The Language Jax

The Jax language was made up by students in a compiler class in 2003.

0 Introduction

Jax (a Java almost-xubxet) is an imperative, object oriented programming language. Its syntax is almost a pure subset of Java; differences are due to the fact that Jax leaves out many features of Java while throwing in a couple nice features of its own. Notable features of Jax include:

This document defines the language Jax.

1  Microsyntax

The source of a Jax program is a sequence of Unicode characters. Comments start with "//" and extend to the end of the line. Whitespace is any sequence of one or more characters with codepoints in the set {9, 10, 13, 32}. Tokens are formed by successively taking the longest substring that makes a valid token. Whitespace and comments always separate tokens.

Identifiers are nonempty strings of letters, decimal digits and underscores beginning with a letter, except for the following reserved words:

    interface   class     extends        implements   public   static
    final       boolean   char           int          double   string
    void        break     return         if           else     while
    for         in        synchronized   true         false    null
    this        new

Identifiers and reserved words are case sensitive. Integer literals are nonempty strings of digits. Floating point literals are described with the following regular expression:

    digit+ '.' digit* [('e'|'E') ['+'|'-'] digit+]

String literals are sequences of zero or more printable characters, spaces or escape sequences, delimited by double quotes. The escape sequences are:

\nnewline
\ttab
\xxxxxxxx;where xxxxxxxx is a one to eight character hexadecimal digit sequence, this escape sequence stands for a character with a given codepoint.
\"the double quote character
\'the single quote character
\\the backslash character

A character literal is a character or escape sequence surrounded by single quotes. Note that the escape sequences must be resolved during lexical analysis. Neither string literals nor character literals may extend across a line break. Integer literals, float literals, character literals, string literals, and identifiers are all tokens.

2  Macrosyntax

We give the Macrosyntax for Jax in EBNF. Brackets denote optional items, curly braces denote items that appear zero or more times, and vertical bars separate alternatives.
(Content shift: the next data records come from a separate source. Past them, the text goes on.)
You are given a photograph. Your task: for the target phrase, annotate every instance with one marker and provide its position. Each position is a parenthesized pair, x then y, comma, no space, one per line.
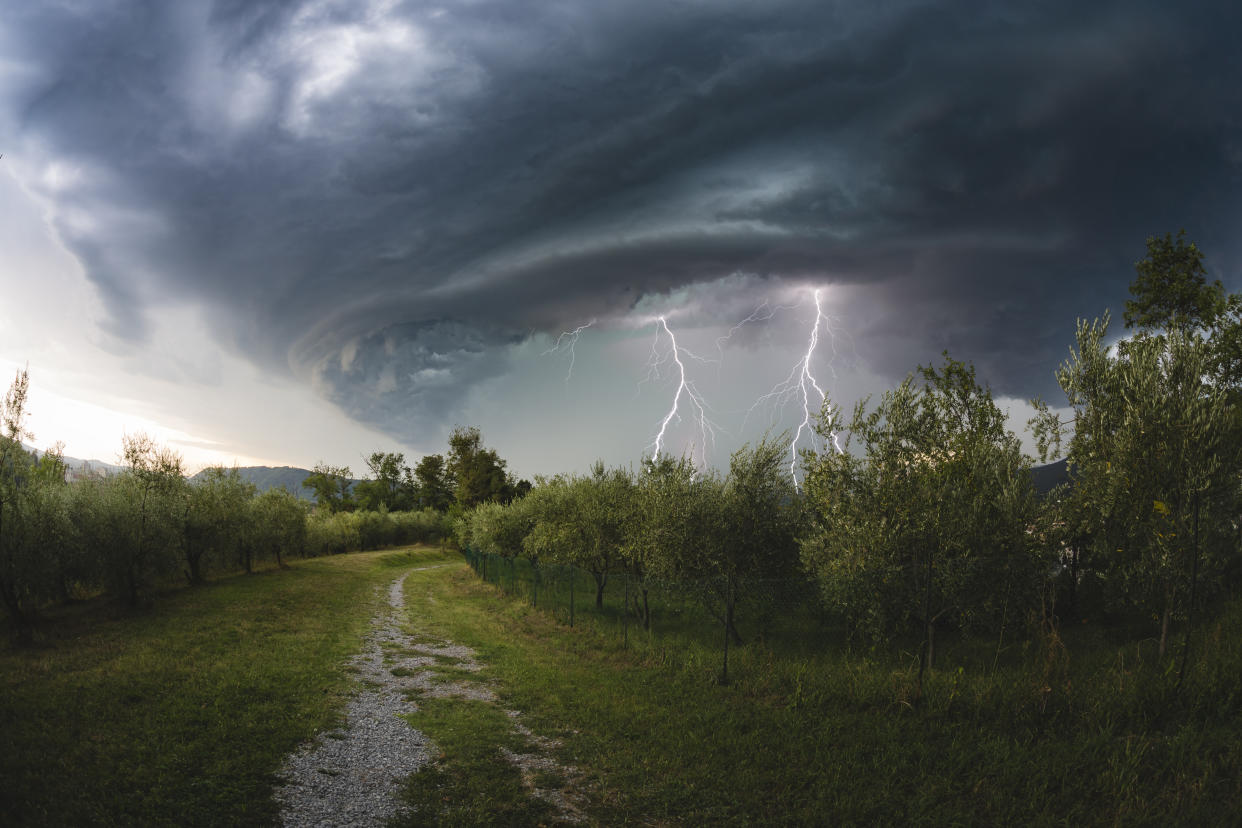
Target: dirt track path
(352,776)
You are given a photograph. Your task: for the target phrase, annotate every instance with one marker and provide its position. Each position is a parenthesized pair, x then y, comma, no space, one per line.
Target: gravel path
(350,776)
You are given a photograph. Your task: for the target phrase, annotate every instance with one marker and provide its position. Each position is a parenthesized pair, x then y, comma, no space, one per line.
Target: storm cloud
(385,198)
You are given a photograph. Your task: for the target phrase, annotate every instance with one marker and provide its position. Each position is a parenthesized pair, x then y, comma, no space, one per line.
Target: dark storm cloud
(384,196)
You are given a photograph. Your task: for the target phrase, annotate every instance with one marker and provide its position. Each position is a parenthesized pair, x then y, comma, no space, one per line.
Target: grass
(183,713)
(1088,734)
(471,782)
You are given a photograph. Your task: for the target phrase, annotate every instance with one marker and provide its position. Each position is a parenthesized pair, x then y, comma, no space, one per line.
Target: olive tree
(920,525)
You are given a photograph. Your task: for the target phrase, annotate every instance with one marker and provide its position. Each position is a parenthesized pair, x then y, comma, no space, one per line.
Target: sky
(296,232)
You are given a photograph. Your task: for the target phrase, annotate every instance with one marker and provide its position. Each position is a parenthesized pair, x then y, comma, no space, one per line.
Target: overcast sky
(288,232)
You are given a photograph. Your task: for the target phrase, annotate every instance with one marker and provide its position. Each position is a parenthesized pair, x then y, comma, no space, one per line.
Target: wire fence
(781,613)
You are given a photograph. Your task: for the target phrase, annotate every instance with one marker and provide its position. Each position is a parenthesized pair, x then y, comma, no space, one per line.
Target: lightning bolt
(566,342)
(801,385)
(698,407)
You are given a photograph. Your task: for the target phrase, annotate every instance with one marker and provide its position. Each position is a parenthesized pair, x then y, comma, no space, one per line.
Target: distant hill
(77,468)
(1050,477)
(266,477)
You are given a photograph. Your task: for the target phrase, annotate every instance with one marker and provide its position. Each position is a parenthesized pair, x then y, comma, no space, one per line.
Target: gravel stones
(350,776)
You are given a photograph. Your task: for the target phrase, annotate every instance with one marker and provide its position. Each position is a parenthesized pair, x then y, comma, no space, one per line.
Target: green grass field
(180,715)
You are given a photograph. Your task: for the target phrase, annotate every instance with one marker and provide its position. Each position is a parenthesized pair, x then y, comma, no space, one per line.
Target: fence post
(625,615)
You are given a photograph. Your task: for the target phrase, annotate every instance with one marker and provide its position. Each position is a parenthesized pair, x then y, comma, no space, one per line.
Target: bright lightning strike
(566,342)
(694,401)
(801,385)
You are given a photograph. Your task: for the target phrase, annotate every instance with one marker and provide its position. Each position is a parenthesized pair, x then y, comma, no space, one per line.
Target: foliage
(332,487)
(929,518)
(434,486)
(1171,291)
(1151,436)
(477,473)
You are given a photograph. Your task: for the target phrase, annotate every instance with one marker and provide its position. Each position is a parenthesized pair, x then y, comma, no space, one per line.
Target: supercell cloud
(383,199)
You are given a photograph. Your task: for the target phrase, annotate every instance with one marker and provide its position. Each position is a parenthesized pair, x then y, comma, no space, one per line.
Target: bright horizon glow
(95,432)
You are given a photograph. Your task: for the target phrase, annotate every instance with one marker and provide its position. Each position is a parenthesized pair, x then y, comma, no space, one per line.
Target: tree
(923,525)
(153,486)
(15,464)
(1171,291)
(1150,447)
(390,487)
(330,486)
(434,486)
(477,473)
(606,507)
(215,519)
(677,513)
(280,524)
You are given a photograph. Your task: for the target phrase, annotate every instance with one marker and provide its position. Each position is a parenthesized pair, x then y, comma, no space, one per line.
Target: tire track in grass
(353,776)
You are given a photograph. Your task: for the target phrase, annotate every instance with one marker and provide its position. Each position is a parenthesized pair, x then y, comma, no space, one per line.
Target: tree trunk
(194,560)
(927,652)
(22,627)
(625,616)
(1194,580)
(1166,616)
(601,580)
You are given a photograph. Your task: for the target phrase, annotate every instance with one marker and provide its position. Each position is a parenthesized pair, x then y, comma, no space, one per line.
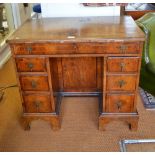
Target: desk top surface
(78,29)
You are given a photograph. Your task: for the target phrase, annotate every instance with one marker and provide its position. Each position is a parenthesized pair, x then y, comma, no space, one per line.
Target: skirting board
(4,56)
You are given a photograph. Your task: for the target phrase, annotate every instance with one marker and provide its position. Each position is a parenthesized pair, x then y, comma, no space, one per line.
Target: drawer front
(121,82)
(31,64)
(34,83)
(122,64)
(119,103)
(37,103)
(44,48)
(112,47)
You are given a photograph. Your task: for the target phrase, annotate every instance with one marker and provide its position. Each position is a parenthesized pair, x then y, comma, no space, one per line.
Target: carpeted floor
(79,131)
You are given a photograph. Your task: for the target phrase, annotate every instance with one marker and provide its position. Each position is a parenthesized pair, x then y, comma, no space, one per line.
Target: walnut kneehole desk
(84,56)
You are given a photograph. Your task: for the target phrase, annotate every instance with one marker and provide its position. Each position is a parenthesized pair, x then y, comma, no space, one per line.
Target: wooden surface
(78,56)
(79,121)
(78,29)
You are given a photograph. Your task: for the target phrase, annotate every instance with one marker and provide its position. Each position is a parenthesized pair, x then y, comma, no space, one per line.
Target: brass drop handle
(122,65)
(33,84)
(37,103)
(30,65)
(123,48)
(119,105)
(121,83)
(29,49)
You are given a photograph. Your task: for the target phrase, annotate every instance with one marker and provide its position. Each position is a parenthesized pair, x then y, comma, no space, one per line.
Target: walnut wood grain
(121,82)
(79,29)
(93,55)
(31,64)
(34,83)
(123,64)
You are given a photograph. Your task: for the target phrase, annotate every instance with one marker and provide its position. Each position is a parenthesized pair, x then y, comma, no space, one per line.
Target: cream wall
(77,9)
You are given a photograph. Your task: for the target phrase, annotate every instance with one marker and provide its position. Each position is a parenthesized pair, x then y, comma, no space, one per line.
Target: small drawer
(121,82)
(109,48)
(122,64)
(31,64)
(44,48)
(34,83)
(119,103)
(37,103)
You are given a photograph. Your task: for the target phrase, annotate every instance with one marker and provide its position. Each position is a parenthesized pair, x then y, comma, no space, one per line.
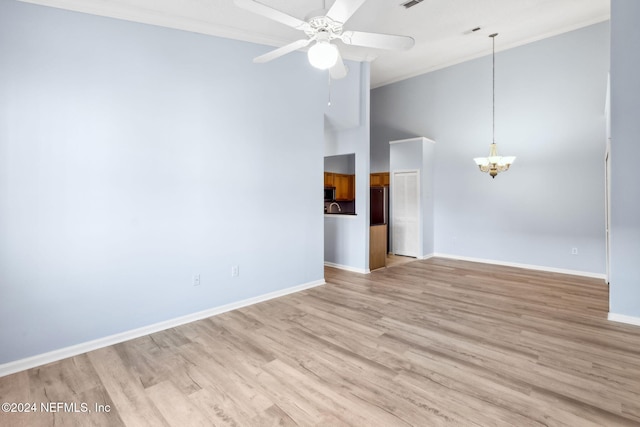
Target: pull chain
(329,94)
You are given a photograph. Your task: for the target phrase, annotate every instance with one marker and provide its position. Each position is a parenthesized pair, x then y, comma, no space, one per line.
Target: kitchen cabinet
(328,179)
(377,246)
(379,179)
(345,186)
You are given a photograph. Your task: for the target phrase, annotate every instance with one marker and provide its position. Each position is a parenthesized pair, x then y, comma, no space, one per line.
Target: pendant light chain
(493,130)
(494,164)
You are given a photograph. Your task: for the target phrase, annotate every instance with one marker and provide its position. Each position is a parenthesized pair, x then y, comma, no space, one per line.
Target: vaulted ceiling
(442,29)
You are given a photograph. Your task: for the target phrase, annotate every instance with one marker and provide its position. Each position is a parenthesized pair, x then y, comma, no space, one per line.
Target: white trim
(527,266)
(74,350)
(623,318)
(347,268)
(416,139)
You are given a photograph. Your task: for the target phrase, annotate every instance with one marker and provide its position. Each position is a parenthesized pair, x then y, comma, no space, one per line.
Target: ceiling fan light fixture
(323,55)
Reserved words appear in lower case.

  PROGRAM      →  {UNIT}
  UNIT         →  INTERFACE | CLASS
  INTERFACE    →  interface ID [extends ID {',' ID}] '{' {METHODSIG ';'} '}'
  CLASS        →  class ID [implements ID {',' ID}] '{' {MEMBER} '}'
  MEMBER       →  FIELD | METHOD | CONSTRUCTOR
  FIELD        →  [public] [static] [final] TYPE ID ['=' EXP] ';'
  METHOD       →  [public] [static] METHODSIG BLOCK
  METHODSIG    →  (TYPE | void) ID '(' PARAMS ')'
  CONSTRUCTOR  →  [public] ID '(' PARAMS ')' BLOCK
  PARAMS       →  [TYPE ID {',' TYPE ID}]
  TYPE         →  (boolean | char | int | double | string | ID) {'[' ']'}
  BLOCK        →  '{' {STMT} '}'
  STMT         →  TYPE ID = EXP ';'
               |  EXP ';'
               |  VAR = EXP ';'
               |  break ';'
               |  return [EXP] ';'
               |  if '(' EXP ')' BLOCK {else if '(' EXP ')' BLOCK} [else BLOCK]
               |  while '(' EXP ')' BLOCK
               |  for '(' [TYPE ID = EXP] ';' [EXP] ';' [EXP] ')' BLOCK
               |  for '(' ID in EXP ')' BLOCK
               |  synchronized '(' EXP ')' BLOCK
  EXP          →  EXP0 {'?' EXP0 ':' EXP0}
  EXP0         →  EXP1 {'||' EXP1}
  EXP1         →  EXP2 {'&&' EXP2}
  EXP2         →  EXP3 {'|' EXP3}
  EXP3         →  EXP4 {'^' EXP4}
  EXP4         →  EXP5 {'&' EXP5}
  EXP5         →  EXP6 [RELOP EXP6]
  EXP6         →  EXP7 {SHIFTOP EXP7}
  EXP7         →  EXP8 {ADDOP EXP8}
  EXP8         →  EXP9 {MULOP EXP9}
  EXP9         →  [PREFIXOP] EXP10
  EXP10        →  LITERAL
               |  VAR
               |  INCDECOP VAR
               |  VAR INCDECOP
               |  new ID '(' ARGS ')'
               |  new TYPE ('[' EXP ']')+
               |  new TYPE ['{' ARGS '}']
               |  '(' EXP ')'
  LITERAL      →  null
               |  true
               |  false
               |  INTLIT
               |  FLOATLIT
               |  CHARLIT
               |  STRINGLIT
  VAR          →  [VARPREFIX] ID ['(' ARGS ')'] {VARSUFFIX}
  VARPREFIX    →  this '.' |  ID '::'
  VARSUFFIX    →  '[' EXP ']' | '.' ID ['(' ARGS ')']
  ARGS         →  [EXP {, EXP}]
  RELOP        →  '<' | '<=' | '==' | '!=' | '>=' | '>'
  SHIFTOP      →  '<<' | '>>'
  ADDOP        →  '+' | '-'
  MULOP        →  '*' | '/' | '%'
  PREFIXOP     →  '-' | '!' | '~' | '#' | '$'
  INCDECOP     →  '++' | '--'

3  Semantics

We give the semantics of Jax informally.

3.1  Programs and Units

A Jax program is a collection of units that includes the units from the standard library. A unit is a class or an interface. Classes and interfaces are similar to their Java counterparts, with some notable limitations.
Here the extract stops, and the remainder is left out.